Of course, most of the pictures are not of Lincoln, so perhaps it should have been called The Civil War in 3-D instead, but it is still really neat to see these pictures, using the 3-D glasses that are included with the book. Some of the pictures work better in 3-D than the others (the various portraits of individuals often are not as impressive as other pictures) but a few of them - including scenes of dead soldiers on a battlefield, a hospital scene with a table that seems to stretch to infinity and a few others - are absolutely incredible and make it feel like you can reach out and touch the object, or at lest put your fingers into the picture. (When you do, of course, your finger quickly hits the page and jolts you back into reality - or at least it did me.)
I also must admit that the two scenes of the dead bodies really stood out and created different feelings in me. It's not exactly "sadness" but perhaps just a better realization of what death looks like, or maybe simply a closer view of the tragic aspect of this war. I don't know how to explain it, but seeing those bodies in this format did make me pause on those pages for a few extra moments and think about what I was viewing.
I do wish the glasses were a bit bigger, or at least had longer ear-pieces, as I wear "normal" glasses and had to fit the 3-D pair under mine, but it just takes a little bit of effort and is certainly worth it.
I did hand the book to a relative to look through the pictures, but after she flipped through a few pages, it actually made her slightly queasy. I had no such issues at all, but I guess it might happen with some people.

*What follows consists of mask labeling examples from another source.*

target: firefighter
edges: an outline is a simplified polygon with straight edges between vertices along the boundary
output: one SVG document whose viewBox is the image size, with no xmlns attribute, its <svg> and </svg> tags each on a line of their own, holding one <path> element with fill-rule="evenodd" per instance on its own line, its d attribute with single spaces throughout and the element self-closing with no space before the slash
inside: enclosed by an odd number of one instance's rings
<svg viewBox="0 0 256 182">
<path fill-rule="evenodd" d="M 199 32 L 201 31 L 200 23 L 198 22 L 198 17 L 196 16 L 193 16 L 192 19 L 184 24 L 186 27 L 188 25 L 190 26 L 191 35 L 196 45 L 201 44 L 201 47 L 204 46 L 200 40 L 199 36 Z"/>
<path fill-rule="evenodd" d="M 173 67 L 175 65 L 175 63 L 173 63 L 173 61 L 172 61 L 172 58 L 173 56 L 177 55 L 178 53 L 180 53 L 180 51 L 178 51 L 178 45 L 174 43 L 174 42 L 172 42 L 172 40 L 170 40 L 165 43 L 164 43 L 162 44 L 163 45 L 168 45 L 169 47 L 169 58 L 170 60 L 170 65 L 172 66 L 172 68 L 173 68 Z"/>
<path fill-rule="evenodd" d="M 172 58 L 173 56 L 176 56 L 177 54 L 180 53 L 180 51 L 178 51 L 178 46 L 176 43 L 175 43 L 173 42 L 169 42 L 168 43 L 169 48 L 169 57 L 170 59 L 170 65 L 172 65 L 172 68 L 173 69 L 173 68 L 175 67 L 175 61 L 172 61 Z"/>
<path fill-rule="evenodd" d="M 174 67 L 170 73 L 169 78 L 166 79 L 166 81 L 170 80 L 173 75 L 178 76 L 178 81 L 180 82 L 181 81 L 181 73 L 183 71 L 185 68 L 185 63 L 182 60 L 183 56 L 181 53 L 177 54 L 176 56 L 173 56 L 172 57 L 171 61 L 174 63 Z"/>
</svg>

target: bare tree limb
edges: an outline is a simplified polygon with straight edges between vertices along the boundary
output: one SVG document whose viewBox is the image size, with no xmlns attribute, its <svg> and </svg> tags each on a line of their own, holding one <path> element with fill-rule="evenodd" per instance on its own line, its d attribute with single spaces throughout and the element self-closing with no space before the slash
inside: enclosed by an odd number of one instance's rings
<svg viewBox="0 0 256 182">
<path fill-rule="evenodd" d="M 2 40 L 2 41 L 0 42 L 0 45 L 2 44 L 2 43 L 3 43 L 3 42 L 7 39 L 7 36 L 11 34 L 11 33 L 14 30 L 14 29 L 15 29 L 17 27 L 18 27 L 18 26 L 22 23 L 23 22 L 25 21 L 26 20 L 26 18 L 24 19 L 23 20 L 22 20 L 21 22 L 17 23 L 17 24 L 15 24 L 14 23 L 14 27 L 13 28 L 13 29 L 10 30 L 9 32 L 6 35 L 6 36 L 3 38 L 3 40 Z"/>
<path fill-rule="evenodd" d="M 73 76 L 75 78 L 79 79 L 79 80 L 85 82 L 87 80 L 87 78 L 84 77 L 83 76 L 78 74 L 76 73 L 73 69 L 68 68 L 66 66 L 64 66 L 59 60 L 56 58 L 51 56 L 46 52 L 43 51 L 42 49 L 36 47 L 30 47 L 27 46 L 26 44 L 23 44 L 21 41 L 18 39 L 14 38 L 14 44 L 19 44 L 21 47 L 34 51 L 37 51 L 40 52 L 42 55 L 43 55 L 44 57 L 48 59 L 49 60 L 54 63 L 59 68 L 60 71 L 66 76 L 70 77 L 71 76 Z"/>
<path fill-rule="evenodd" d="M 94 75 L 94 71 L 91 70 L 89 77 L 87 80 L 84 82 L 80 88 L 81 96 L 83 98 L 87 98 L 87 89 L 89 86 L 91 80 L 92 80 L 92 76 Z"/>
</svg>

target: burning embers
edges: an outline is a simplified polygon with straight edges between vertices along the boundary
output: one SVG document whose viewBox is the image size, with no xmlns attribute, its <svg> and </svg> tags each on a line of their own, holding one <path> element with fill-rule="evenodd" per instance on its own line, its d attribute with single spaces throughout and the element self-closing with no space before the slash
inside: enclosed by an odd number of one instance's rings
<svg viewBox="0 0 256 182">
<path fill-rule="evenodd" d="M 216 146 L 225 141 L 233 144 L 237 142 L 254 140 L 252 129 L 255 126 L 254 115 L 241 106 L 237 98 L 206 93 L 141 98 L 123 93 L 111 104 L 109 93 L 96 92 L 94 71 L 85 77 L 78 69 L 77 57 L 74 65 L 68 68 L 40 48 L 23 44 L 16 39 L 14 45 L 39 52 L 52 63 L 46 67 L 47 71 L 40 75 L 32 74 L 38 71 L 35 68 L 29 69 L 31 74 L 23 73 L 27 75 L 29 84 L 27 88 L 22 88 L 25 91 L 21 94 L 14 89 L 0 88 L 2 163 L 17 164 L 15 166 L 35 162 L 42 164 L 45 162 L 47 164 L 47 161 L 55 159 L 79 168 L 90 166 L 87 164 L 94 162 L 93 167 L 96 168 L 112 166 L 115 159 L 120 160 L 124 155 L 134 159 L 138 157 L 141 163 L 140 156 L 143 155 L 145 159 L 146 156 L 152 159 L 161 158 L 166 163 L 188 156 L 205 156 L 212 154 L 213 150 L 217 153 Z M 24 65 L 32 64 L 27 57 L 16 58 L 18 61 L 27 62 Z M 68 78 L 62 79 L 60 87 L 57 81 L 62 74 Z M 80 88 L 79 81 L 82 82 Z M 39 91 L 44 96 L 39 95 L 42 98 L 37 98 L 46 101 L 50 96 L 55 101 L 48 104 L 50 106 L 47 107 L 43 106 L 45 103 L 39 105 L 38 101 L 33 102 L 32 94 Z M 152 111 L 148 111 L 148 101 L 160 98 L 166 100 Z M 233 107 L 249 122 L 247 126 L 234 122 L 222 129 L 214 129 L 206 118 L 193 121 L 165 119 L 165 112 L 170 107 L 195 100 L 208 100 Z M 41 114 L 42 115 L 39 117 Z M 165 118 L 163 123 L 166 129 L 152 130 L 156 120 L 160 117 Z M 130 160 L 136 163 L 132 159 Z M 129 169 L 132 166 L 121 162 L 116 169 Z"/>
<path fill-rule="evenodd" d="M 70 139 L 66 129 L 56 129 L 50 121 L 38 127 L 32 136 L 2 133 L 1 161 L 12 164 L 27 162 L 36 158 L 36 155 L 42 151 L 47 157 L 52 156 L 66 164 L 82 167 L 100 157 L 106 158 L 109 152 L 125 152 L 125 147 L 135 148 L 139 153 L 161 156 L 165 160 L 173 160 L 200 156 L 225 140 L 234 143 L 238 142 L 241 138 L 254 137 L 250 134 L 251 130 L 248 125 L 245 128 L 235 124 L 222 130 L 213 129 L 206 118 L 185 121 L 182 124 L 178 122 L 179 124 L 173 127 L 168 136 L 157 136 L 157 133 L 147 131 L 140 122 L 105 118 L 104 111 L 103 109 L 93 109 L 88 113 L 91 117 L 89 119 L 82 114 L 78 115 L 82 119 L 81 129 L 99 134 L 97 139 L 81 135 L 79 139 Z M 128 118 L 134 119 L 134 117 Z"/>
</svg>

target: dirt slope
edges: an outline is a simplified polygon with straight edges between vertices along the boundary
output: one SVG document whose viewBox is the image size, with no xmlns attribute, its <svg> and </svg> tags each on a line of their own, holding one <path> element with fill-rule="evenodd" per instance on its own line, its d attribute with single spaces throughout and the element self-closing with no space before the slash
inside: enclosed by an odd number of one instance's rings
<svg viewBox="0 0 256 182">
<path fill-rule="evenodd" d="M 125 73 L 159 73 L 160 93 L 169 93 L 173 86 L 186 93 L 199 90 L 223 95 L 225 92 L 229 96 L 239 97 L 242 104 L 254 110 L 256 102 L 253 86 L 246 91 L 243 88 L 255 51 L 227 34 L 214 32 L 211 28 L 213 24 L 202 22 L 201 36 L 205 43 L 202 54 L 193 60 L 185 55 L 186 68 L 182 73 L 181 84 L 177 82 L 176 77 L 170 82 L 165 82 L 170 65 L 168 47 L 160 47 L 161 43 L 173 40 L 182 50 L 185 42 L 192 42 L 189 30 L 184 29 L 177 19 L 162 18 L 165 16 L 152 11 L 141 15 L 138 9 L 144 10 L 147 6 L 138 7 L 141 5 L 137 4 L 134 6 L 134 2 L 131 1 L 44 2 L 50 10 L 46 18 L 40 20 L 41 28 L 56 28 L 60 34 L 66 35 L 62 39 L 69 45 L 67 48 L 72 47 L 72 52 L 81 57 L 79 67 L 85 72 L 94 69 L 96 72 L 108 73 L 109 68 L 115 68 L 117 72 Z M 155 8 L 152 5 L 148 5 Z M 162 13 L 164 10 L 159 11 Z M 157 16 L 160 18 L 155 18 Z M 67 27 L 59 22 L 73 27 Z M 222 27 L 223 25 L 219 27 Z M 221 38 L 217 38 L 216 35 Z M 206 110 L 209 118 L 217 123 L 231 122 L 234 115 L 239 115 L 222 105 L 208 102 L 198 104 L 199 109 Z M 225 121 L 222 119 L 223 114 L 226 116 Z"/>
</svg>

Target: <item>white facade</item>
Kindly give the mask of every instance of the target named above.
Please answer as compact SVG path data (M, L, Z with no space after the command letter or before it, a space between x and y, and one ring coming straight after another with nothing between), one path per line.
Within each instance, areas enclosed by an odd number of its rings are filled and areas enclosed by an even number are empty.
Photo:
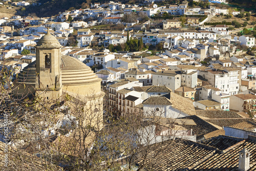
M255 45L255 37L250 35L243 35L239 37L241 45L245 45L249 48L252 48Z

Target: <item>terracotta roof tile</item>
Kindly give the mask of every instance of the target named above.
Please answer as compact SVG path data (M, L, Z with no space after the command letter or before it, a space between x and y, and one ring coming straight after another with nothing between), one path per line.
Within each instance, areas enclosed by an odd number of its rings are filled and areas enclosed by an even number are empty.
M209 119L224 119L242 118L234 112L225 111L196 110L196 115Z

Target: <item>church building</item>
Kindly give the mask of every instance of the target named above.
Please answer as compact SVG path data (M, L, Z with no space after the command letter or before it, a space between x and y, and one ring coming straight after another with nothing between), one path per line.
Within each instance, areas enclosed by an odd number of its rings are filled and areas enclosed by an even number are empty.
M45 100L56 100L64 94L84 101L87 108L100 104L103 118L101 79L91 68L72 57L61 55L61 46L50 33L42 36L36 48L36 60L17 76L15 93L19 96L34 95ZM95 105L96 106L96 105ZM96 107L95 107L96 108Z

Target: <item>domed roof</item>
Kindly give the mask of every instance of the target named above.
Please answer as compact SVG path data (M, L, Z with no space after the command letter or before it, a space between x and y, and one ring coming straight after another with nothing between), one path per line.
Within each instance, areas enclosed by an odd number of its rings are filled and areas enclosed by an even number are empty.
M41 37L36 46L47 46L49 47L60 47L61 46L55 37L51 35L48 30L47 34Z
M91 68L80 60L69 56L61 56L62 70L78 70L90 69Z
M35 83L36 61L30 63L18 75L18 81ZM61 56L61 77L63 86L88 84L101 81L91 68L71 56Z

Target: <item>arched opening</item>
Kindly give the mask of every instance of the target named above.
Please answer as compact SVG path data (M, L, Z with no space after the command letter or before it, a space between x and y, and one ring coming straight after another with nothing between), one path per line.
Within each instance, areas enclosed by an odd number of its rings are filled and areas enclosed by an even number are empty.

I've already flipped through this book 2 or 3 times and I'm sure I'll do so much more often. I will read the book's text eventually, but this is a book to own for the pictures. They are just incredible to look at in 3-D. Even though I have seen many of these pictures probably dozens of time, seeing them like this is definitely a new and quite exciting experience.
I'm not really sure how to approach this idea that popped into my head today, but it seems like a good idea or question to mention here ...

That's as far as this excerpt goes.